しかし、実際に彼ら/彼女らはこうしてヒーローのように言われることを求めているのだろうか、とフランスのメディア、Mediapartにブログを書いているテオ・ポルテ氏(Théo Portais)氏は問うている。大統領が自ら、彼ら/彼女らをヒーローと仕立てるのはあまりにも安易ではないか、と。

なぜなら、これまでフランスの公共医療システムは予算が削られ、労働条件の悪化も著しかったからだ。かなり前からこの医療システムが崩壊する危険性について、医療従事者たちが中心となって政権に訴え続けてきた。
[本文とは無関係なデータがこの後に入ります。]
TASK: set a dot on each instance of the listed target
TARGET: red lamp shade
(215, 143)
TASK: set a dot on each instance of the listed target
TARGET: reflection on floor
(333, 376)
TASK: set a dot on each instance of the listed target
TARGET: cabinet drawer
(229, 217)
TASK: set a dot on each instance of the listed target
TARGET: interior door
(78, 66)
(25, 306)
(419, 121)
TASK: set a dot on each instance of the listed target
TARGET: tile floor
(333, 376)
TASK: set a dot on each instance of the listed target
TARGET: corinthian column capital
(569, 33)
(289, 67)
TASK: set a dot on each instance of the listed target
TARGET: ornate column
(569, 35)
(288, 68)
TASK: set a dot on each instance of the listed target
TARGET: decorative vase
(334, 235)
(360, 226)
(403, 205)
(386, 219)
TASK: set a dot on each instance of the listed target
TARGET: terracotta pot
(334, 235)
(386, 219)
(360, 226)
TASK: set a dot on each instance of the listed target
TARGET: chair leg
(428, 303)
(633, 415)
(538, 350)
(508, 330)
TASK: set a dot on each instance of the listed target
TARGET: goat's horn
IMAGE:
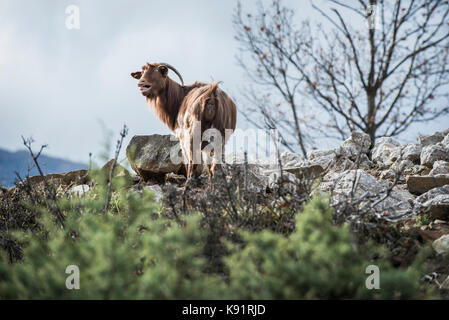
(174, 70)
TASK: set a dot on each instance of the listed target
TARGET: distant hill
(20, 161)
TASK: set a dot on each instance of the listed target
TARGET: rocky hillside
(396, 194)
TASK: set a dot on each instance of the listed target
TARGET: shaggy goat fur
(181, 107)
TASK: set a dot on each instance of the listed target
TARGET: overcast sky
(59, 85)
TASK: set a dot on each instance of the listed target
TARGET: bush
(133, 251)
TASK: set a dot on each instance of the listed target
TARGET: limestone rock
(432, 153)
(441, 245)
(358, 142)
(435, 202)
(151, 155)
(386, 151)
(432, 139)
(422, 184)
(79, 190)
(439, 167)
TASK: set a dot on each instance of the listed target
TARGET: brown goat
(182, 108)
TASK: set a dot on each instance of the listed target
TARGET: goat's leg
(216, 162)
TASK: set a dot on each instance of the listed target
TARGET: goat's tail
(210, 102)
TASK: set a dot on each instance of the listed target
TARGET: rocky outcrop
(441, 245)
(434, 202)
(149, 156)
(422, 184)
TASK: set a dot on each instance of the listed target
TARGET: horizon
(87, 92)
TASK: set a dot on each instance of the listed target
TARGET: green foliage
(132, 251)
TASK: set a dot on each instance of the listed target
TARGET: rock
(445, 141)
(342, 183)
(416, 170)
(358, 142)
(422, 184)
(79, 190)
(287, 180)
(439, 167)
(432, 153)
(441, 245)
(119, 171)
(66, 179)
(367, 188)
(157, 191)
(435, 202)
(412, 152)
(290, 159)
(150, 156)
(386, 151)
(314, 154)
(445, 284)
(432, 139)
(175, 178)
(433, 231)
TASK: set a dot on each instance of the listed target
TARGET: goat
(182, 108)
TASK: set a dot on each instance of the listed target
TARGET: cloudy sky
(63, 87)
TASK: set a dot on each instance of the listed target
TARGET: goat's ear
(163, 70)
(136, 75)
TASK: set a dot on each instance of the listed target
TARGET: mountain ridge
(20, 161)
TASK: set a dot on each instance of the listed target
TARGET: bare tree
(374, 66)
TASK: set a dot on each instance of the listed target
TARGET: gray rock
(445, 284)
(422, 184)
(439, 167)
(368, 189)
(435, 202)
(80, 190)
(432, 139)
(290, 159)
(386, 151)
(157, 191)
(358, 142)
(412, 152)
(445, 141)
(441, 245)
(432, 153)
(150, 156)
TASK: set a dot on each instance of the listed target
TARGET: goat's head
(153, 78)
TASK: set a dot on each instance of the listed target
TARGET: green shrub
(132, 251)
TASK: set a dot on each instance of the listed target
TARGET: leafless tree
(374, 66)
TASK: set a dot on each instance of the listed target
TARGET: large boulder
(386, 151)
(119, 171)
(360, 186)
(432, 153)
(441, 245)
(434, 202)
(358, 142)
(151, 156)
(65, 179)
(439, 167)
(422, 184)
(432, 139)
(412, 152)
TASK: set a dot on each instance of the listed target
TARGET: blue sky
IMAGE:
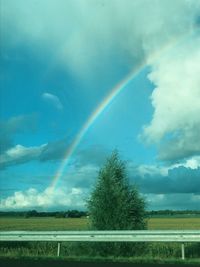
(60, 60)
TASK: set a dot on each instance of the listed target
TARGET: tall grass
(90, 249)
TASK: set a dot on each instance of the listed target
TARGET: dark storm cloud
(178, 180)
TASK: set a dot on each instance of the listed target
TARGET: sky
(80, 78)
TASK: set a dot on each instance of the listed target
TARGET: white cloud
(19, 154)
(81, 35)
(53, 99)
(179, 201)
(47, 199)
(176, 102)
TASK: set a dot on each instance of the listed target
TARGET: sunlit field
(50, 223)
(154, 251)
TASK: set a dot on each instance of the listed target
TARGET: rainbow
(107, 101)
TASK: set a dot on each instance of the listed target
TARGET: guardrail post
(58, 251)
(183, 251)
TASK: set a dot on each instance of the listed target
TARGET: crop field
(51, 223)
(78, 250)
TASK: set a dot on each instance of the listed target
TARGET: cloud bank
(31, 198)
(176, 100)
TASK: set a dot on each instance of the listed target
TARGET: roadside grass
(160, 252)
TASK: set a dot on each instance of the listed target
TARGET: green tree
(114, 203)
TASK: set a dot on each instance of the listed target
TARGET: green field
(83, 223)
(151, 251)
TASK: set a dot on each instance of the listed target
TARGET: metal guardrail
(182, 236)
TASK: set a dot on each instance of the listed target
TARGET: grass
(48, 223)
(158, 252)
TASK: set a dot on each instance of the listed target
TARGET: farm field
(152, 251)
(51, 223)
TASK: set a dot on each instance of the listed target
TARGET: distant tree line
(34, 213)
(172, 212)
(79, 214)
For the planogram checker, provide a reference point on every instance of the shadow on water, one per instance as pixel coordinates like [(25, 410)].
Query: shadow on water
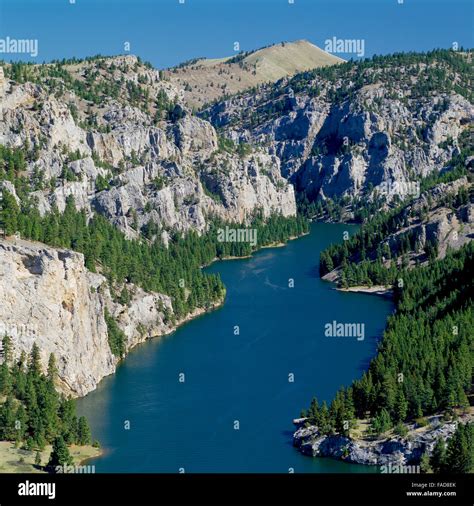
[(240, 377)]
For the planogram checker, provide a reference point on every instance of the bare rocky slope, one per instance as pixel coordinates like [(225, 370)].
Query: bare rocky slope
[(120, 138), (351, 130), (206, 80)]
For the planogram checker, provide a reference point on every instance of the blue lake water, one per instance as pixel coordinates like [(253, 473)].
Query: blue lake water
[(242, 378)]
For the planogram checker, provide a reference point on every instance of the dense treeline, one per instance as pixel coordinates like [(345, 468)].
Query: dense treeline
[(33, 413), (455, 457), (425, 359), (363, 257), (173, 270)]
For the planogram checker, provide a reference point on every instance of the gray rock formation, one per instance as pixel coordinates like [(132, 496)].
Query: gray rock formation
[(393, 450), (48, 297)]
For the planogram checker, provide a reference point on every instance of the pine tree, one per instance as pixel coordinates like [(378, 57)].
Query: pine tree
[(83, 432), (425, 463), (459, 453), (438, 457), (5, 375), (60, 455), (9, 212)]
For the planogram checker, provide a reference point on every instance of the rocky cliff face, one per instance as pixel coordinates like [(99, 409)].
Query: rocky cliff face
[(135, 163), (352, 131), (50, 298), (387, 451), (47, 296)]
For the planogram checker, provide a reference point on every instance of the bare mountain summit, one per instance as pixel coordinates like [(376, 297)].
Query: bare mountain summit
[(205, 80)]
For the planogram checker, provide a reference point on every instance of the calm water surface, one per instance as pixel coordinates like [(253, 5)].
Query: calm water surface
[(243, 377)]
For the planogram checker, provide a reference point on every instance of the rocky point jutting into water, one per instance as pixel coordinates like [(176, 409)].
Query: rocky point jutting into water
[(119, 137)]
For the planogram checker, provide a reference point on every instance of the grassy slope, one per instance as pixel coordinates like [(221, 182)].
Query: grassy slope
[(10, 457), (267, 64)]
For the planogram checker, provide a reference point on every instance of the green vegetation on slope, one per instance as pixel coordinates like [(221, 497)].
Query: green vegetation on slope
[(425, 359), (33, 413)]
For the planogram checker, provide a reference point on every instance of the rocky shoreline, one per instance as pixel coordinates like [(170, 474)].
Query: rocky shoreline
[(383, 451)]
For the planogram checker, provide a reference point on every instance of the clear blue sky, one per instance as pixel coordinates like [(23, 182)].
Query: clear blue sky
[(166, 32)]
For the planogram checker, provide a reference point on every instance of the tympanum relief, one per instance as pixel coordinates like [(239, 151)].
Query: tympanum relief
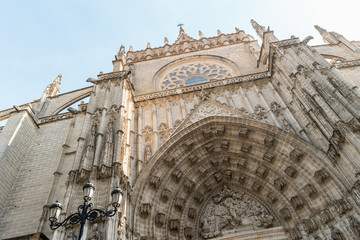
[(230, 211)]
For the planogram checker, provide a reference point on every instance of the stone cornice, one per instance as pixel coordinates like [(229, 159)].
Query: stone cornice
[(348, 64), (175, 91), (188, 46), (56, 117)]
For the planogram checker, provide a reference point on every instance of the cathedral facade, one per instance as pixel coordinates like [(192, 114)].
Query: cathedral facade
[(210, 138)]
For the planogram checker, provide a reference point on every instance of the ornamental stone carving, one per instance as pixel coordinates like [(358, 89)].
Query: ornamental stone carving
[(228, 210)]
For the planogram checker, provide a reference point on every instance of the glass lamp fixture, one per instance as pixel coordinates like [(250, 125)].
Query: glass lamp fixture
[(55, 210), (88, 191), (116, 196)]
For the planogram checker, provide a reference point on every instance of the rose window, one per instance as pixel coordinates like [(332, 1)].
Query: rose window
[(192, 74)]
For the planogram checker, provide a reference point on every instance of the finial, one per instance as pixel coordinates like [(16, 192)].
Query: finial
[(201, 35), (258, 28)]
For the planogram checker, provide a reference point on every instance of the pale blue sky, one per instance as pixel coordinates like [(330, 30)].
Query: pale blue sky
[(78, 38)]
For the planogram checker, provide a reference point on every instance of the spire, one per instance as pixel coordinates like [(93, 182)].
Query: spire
[(328, 37), (258, 28), (183, 37)]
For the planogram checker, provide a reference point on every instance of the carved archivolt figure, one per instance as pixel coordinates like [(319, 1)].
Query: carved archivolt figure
[(228, 210), (147, 153)]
これまでの政策の問題点のしわ寄せをもろに受けている人々を掌を返すかのようにヒーローとして崇め、「自分を犠牲にしてまで働く人々」というイメージを付与してしまうことは、問題の本質を見えなくさせてしまうというわけだ。

コロナウイルスの対応に追われるフランスの病院〔PHOTO〕
 

同じことはもちろん、スーパーなどのレジ係についても言える。社会学者のドミニック・メダ氏は、インタビューの中で、特に女性が多いセクター(レジ係の9割は女性、ケア業界も女性がマジョリティ)で彼女たちが低い報酬で仕事をさせられていることを指摘している。と同時に、その理由の一つに、彼女らに求められる能力は「自然」のものであるという認識が広まってしまっていることがあるという。
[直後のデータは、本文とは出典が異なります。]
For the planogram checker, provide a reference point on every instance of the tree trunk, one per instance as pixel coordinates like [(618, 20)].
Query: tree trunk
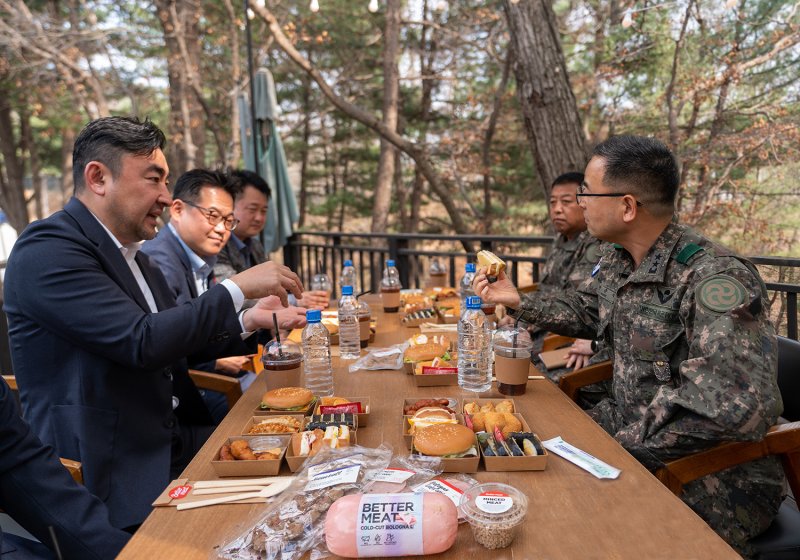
[(416, 152), (391, 91), (552, 123)]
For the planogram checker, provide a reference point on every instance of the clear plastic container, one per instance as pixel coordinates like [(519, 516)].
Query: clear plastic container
[(495, 512), (512, 359), (283, 364)]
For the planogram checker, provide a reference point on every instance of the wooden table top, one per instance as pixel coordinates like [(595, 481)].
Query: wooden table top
[(571, 514)]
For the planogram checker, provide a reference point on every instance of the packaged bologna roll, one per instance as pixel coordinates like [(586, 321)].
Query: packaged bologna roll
[(381, 525), (494, 511)]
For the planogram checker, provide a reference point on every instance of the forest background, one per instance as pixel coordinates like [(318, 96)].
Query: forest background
[(424, 115)]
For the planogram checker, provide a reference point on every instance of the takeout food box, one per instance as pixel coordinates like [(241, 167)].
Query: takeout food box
[(296, 461), (363, 417), (264, 467), (254, 420)]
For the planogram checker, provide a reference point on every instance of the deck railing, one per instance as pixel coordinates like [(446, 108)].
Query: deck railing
[(307, 252)]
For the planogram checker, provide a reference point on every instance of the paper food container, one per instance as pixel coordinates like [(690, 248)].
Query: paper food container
[(264, 467), (363, 417)]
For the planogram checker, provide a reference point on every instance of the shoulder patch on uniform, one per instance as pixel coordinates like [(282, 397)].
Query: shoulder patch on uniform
[(688, 252), (721, 293)]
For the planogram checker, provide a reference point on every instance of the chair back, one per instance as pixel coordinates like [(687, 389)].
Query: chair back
[(789, 377)]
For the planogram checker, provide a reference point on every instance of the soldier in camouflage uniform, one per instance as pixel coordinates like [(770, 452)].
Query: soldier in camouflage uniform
[(695, 354)]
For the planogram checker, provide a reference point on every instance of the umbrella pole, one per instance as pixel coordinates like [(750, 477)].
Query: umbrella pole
[(253, 127)]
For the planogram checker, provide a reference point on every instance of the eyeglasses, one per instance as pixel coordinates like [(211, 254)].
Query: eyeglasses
[(581, 193), (214, 217)]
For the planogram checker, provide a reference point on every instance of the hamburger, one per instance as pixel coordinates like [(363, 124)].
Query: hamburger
[(449, 441), (287, 399), (423, 349), (430, 416), (493, 264)]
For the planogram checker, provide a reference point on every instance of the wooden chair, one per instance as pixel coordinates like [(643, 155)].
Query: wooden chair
[(74, 467), (571, 383), (228, 386)]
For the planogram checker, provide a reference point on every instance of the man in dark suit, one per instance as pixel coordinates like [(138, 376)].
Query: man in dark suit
[(39, 494), (98, 344), (201, 221), (244, 248)]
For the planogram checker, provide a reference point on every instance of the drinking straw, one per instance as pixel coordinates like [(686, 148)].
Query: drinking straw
[(277, 334)]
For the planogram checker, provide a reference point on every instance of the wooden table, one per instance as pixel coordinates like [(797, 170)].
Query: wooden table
[(571, 514)]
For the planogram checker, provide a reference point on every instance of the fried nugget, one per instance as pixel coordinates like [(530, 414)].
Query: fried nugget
[(241, 451), (505, 406)]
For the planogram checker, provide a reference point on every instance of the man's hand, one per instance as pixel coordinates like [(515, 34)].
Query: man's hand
[(579, 354), (260, 316), (269, 279), (502, 291), (232, 365), (315, 299)]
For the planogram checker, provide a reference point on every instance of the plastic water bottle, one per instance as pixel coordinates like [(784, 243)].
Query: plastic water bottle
[(317, 355), (474, 345), (465, 286), (348, 277), (390, 288), (349, 331)]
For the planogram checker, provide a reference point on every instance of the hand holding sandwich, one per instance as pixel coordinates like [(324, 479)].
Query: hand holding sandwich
[(491, 282)]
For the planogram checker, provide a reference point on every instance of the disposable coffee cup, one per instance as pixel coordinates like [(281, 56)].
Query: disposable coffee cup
[(283, 365), (512, 359), (364, 317), (390, 296)]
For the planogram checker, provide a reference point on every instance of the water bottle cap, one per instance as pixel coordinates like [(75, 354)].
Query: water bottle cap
[(473, 302), (313, 315)]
癒すこと、笑顔を向けること、親切に対応することは女性の生得の能力だから、それほどの給与を支払わずともその力を発揮してもらえるというわけだ。

彼女(彼)らをヒーロー化してしまうことで、労働条件の悪さや報酬の低さ、そして社会的な認知度の低さに関する問題に蓋をしてしまう可能性があるというのは、個人的にも一理あると思う。